This is what Sonny Carisi knows about soulmates, before he meets his own:
Dominick Carisi and Sabrina Fiore met in high school and their clocks stop at just the same time. They have the sort of perfect relationship, love at first moment, type of soulmate that you see in fairytales, but not in movies because it's a little dull. They meet each other and they know at that instant, forever, that they're meant to be together. They’ll have three little girls and a little boy, till death do they part. Pretty white lines on their wrists etched into nine forty-five, right before English with Mrs. Burnett for both of them, first day of Junior year.
Sonny expected this for himself. After all, everyone thinks they'll grow to be their parents and Sonny admired his more than most.

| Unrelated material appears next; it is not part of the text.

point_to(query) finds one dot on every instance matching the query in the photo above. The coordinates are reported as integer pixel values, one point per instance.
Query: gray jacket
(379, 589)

Bella meets her soulmate with a crash, literally. She's off to teach some kids who can hardly spell and Tommy works the type of job that will hire ex-cons. It takes--well it takes a second. Bella bumps into him, says "Sorry!" in an accented rush. Tommy catches her voice, catches her hair, doesn't catch much else and smiles, says no problem. Bella catches his smile and all of a sudden-
“Oh my god. It's you!” She grins, so happy, barely resisting jumping up and down. Tommy's heart stops too. They're both almost late to work, but they make it in time. Turns out they take the same subway.
Bella recounts this story to her parents, who try not to be judgemental about Tommy’s life story. Bella tells her siblings, who are happy for her, very happy. But also, also...
Gina's soulmark doesn't tick. It starts and stops with spurts, stopping for days and weeks at a time. She falls in love with everyone she meets when it's stopped--an actor on tv, an eighth grade algebra teacher, her teller at the bank, her first boyfriend, a man at a bar. Ma frowns the first time it happens--not like she's mad, like she's worried and can't make sense of what happened. Dad smiles the first time it starts up again, uncertain. "Guess Gina's got a lot of love to give." He says it like a joke, or a comfort, but Gina doesn't think it's funny one bit.
Gina sobs broken, so scared the first time it happens, the second, the third. Sonny empathizes--he's cried too, but because his just wouldn't stop--makes her dessert and whatever she wants until she's back on her feet, swearing next time it'll stop for sure, next time will be the one for sure. Gina's been engaged six times and not a single one has stopped her heart for more than three months. Sonny’s started to think she’s worse off than Teresa.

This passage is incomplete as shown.